Is It Better to Rent Your Home or Sell It When You Relocate?
So after several months of searching, you’ve finally found your dream home. The negotiations are complete, the closing process looks like it will be smooth sailing, and your kids are already fighting over bedrooms. But what to do with the home you’re leaving? In many cases you’ll have to sell it just to afford the new place and the move. But if money isn’t quite that tight, you’ll have some additional options. Some people choose to hang on to their old house and rent it out to tenants instead. That certainly has it’s own positives, including steady rental income that could end up hugely beneficial as part of your long term investment portfolio. But it’s not always 100% positive either. In the end, only you will be able to answer the question, but generally speaking, is it better to rent your home or sell it when you relocate?
The first aspect to consider is the distance between your new and old homes. If you’re just moving a town or two away, renting the old place out could be a great move. You’ll be close enough to keep an eye on the new tenants, and it won’t be that much of an inconvenience if you have to head over and handle some sort of repair or oversee a work crew. But if you’re moving out of state or out of the country, things get a bit more complicated. You might not be able to interview tenants in person, instead relying on Craigslist ads and phone calls when handling the lease signing. In most cases you will be fine, but every once in a while you could run into a set of truly terrible tenants, and you won’t be there to see them destroy your property.
You’ll also want to consider the renting policies within your state. Some states are incredibly landlord friendly, and will give you every opportunity to remove a deadbeat tenant from your property and go to court to claim your lost rental income. But other states have laws on the books that almost completely favor the tenants. In these states, it can be quite difficult to deal with tenant issues. You could end up with squatters in your home, destroying the value and the physical property, with little to no legal recourse. Now this is definitely alarmist, and worst case scenario type of stuff. But a decision like this is significant, and you’ve got to look at these issues as well.

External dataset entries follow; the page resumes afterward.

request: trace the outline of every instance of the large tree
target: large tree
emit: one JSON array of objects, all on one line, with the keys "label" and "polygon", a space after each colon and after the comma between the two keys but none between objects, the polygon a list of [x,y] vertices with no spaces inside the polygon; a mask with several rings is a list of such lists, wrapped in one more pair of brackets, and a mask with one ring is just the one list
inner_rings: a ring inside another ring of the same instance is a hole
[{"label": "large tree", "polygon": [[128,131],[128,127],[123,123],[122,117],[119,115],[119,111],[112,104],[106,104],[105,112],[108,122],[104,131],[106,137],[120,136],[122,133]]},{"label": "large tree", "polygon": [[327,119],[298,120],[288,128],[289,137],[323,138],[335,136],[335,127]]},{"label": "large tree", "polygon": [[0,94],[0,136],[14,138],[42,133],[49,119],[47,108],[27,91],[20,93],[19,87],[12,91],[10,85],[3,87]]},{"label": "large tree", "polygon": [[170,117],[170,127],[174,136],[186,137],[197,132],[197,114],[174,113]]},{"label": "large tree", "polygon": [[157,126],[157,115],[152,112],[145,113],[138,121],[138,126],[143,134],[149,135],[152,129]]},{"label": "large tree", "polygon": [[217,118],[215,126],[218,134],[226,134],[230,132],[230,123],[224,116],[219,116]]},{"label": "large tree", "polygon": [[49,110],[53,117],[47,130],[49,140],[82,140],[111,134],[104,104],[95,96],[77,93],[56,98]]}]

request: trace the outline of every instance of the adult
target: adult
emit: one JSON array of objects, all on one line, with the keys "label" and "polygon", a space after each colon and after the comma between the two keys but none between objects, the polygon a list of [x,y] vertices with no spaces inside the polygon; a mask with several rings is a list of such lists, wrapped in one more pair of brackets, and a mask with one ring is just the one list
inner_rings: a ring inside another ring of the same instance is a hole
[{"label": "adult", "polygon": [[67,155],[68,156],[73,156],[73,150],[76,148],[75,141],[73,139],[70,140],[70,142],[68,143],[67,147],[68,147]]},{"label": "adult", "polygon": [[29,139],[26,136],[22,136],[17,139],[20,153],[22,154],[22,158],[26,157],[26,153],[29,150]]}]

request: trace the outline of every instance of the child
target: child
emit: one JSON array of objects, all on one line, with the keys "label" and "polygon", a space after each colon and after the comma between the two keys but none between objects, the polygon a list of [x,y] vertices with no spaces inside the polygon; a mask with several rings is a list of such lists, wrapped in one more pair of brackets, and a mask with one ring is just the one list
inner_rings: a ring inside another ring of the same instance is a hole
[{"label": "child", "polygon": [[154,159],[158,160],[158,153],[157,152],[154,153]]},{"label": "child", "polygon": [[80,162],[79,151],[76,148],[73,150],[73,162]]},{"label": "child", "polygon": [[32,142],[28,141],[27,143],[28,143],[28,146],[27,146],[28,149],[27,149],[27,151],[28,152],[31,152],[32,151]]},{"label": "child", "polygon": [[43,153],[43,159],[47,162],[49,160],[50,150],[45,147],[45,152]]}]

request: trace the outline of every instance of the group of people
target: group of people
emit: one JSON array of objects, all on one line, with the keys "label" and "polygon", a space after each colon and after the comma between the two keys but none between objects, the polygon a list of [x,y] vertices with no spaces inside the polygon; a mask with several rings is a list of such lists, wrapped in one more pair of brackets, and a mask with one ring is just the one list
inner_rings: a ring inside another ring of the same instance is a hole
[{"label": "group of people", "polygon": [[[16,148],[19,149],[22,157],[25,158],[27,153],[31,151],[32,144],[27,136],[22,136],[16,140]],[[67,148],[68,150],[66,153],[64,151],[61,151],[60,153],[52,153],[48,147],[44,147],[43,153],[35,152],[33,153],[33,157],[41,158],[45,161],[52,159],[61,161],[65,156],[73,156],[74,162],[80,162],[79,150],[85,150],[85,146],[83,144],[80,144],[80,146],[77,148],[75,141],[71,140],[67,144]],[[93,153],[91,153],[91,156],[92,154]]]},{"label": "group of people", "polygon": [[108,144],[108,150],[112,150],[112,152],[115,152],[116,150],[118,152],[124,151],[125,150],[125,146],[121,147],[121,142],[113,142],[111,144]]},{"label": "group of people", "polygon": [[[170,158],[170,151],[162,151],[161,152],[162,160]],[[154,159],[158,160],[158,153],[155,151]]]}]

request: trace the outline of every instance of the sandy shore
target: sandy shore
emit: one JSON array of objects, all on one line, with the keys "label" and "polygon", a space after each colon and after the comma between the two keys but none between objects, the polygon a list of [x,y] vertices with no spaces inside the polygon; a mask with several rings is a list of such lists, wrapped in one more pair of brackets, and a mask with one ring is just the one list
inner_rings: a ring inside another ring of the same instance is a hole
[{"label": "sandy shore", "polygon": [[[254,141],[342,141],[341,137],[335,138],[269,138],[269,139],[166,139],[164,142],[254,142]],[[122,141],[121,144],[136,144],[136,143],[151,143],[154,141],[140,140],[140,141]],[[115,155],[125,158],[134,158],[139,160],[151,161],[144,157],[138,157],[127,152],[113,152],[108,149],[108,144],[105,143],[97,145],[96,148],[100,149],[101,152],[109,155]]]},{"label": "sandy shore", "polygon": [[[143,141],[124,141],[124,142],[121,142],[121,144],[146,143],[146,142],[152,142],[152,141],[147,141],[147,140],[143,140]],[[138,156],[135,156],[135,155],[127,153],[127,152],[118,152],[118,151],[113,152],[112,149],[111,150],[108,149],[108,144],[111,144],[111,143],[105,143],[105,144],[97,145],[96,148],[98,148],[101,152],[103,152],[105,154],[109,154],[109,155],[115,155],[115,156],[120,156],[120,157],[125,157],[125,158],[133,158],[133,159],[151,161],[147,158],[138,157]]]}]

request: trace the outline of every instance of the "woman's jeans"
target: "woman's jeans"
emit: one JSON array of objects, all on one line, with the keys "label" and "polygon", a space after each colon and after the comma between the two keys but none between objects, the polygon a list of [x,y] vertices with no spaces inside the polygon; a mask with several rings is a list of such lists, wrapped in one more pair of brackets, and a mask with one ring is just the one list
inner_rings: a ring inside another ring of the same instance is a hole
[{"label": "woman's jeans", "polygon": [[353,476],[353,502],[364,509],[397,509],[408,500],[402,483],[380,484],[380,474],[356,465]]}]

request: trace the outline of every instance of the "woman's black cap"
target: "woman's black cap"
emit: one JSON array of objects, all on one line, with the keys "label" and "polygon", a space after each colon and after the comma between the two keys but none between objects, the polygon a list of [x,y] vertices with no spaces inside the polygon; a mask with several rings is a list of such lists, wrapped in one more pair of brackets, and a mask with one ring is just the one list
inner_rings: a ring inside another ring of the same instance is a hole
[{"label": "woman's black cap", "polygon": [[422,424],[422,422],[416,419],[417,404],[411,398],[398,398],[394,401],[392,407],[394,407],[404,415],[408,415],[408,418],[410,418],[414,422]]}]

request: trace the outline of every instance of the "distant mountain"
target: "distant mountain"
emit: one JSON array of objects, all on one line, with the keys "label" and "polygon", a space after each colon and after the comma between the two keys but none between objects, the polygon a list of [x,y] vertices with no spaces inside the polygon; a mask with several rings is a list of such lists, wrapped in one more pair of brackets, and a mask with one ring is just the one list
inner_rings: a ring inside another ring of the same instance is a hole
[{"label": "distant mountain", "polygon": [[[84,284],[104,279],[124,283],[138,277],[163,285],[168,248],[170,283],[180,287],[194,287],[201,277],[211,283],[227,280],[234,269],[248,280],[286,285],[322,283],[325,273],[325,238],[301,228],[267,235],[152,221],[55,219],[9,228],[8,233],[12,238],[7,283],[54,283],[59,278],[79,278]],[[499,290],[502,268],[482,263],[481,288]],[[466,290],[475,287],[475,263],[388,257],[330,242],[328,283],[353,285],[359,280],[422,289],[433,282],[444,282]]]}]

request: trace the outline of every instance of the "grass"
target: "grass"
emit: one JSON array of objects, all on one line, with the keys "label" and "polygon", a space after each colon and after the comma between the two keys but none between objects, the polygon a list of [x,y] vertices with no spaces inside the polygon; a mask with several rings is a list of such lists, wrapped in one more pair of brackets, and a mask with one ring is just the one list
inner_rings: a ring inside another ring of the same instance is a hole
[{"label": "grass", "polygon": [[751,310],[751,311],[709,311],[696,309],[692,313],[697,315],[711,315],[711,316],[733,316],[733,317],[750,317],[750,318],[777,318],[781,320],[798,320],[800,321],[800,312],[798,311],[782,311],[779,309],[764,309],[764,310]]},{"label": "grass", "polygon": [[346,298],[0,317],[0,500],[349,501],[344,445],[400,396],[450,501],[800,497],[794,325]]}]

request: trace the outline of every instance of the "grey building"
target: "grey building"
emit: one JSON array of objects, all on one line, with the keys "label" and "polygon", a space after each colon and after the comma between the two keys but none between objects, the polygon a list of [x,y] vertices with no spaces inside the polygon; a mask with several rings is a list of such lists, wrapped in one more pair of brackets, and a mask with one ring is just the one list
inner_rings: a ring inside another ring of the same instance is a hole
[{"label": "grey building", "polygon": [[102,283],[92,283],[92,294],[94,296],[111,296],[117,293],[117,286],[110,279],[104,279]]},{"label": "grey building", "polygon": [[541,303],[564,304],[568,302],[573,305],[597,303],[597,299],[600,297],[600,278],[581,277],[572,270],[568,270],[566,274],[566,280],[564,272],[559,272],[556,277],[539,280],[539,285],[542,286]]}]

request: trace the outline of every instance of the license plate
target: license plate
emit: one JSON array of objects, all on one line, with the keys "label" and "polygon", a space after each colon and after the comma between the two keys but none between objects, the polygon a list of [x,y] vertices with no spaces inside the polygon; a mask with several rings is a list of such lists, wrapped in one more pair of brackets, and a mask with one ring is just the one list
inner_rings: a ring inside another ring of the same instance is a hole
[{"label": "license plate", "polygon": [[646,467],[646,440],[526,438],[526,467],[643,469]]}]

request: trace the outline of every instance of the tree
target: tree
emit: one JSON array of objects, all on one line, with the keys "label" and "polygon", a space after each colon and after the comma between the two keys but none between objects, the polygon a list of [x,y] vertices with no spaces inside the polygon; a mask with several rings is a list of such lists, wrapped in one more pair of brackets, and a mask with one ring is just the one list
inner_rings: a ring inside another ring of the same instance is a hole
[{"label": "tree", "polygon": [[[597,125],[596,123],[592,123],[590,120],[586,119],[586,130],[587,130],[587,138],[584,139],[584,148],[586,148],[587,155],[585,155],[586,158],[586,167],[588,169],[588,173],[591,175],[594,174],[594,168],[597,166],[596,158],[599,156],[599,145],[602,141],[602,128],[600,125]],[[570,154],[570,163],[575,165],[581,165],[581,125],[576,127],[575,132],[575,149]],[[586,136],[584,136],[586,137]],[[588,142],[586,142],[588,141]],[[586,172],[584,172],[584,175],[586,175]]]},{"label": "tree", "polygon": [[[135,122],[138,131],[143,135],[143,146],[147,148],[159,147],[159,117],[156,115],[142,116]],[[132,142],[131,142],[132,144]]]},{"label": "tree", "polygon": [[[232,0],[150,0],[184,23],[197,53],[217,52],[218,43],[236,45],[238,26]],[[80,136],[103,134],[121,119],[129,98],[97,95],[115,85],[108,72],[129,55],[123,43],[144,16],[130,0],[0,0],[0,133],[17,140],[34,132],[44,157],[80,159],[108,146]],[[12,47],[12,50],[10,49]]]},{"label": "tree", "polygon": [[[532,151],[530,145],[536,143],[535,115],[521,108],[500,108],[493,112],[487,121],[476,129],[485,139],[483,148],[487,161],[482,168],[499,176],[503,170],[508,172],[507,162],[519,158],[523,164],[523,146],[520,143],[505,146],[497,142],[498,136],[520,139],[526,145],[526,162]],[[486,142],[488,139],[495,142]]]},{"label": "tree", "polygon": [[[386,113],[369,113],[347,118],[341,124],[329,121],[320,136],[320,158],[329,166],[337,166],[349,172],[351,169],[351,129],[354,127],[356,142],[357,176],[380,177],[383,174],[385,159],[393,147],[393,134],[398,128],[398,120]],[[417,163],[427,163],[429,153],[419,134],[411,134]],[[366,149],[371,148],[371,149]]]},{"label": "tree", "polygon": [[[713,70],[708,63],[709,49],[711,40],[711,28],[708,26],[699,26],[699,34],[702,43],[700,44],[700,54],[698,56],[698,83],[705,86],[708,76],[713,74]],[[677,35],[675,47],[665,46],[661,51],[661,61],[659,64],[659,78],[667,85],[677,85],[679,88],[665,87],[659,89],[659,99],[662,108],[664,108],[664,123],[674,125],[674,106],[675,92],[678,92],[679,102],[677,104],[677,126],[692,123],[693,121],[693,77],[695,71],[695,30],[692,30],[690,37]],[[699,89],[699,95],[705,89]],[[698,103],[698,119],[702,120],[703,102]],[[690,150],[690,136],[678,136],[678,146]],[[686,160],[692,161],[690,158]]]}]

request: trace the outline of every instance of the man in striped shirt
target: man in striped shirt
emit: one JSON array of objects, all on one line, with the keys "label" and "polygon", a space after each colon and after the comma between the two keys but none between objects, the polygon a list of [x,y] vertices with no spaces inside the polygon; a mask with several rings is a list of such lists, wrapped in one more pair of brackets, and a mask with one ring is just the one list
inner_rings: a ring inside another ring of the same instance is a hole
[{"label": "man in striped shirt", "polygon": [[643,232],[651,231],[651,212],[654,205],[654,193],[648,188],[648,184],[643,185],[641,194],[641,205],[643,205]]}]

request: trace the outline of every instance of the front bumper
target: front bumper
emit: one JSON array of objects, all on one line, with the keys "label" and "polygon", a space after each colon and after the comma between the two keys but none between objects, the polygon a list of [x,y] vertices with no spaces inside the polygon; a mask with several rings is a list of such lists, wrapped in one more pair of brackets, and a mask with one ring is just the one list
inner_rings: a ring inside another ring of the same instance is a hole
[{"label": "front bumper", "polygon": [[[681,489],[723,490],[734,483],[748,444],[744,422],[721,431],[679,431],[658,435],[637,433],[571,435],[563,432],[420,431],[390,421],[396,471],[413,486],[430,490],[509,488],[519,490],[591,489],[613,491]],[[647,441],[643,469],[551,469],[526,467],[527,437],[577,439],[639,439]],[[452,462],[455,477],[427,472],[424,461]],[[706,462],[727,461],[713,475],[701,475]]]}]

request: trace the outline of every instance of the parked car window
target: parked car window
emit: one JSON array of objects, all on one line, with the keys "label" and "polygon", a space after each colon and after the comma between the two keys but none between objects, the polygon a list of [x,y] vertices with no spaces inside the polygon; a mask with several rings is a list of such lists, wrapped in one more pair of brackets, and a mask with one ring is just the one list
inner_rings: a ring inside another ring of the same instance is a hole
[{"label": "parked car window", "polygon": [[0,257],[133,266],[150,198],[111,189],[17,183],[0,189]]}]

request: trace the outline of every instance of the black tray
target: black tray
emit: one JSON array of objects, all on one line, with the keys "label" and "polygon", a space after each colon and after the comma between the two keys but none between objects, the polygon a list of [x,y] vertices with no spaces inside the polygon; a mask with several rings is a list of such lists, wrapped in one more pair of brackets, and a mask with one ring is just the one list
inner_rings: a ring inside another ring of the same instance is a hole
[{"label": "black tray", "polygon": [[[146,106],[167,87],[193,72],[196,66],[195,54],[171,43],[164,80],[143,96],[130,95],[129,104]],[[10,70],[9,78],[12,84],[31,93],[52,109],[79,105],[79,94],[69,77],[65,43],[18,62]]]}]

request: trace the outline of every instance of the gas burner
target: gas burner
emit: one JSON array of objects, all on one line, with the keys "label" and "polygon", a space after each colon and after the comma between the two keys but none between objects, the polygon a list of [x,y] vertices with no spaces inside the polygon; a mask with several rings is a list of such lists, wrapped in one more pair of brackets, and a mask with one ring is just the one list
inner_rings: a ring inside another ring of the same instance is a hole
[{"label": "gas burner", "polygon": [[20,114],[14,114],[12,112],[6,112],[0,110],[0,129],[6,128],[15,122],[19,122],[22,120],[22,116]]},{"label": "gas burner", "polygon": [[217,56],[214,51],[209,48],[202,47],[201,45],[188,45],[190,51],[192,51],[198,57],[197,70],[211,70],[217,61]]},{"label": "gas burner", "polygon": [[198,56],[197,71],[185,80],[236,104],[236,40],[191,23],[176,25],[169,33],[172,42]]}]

You should probably also consider future plans when making this determination. First of all, holding on to the home and renting it out will create all sorts of tax complications. This is another income stream to include in your tax filing, and if you like to do your taxes yourself that will cause all sorts of headaches. Check out RateSupermarket to see how these sorts of issues come into play. Even longer term, do you expect to remain in your new home for the foreseeable future? If you’re not 100% sold on the new property, renting your old place is a good way to hedge your bets. If you end up needing to sell the new home, you will always have the option of returning to the previous property. But if you’re nearing retirement, and want to travel extensively or permanently relocate to a warmer climate, you probably don’t want to deal with tenants and a rental property that will require maintenance.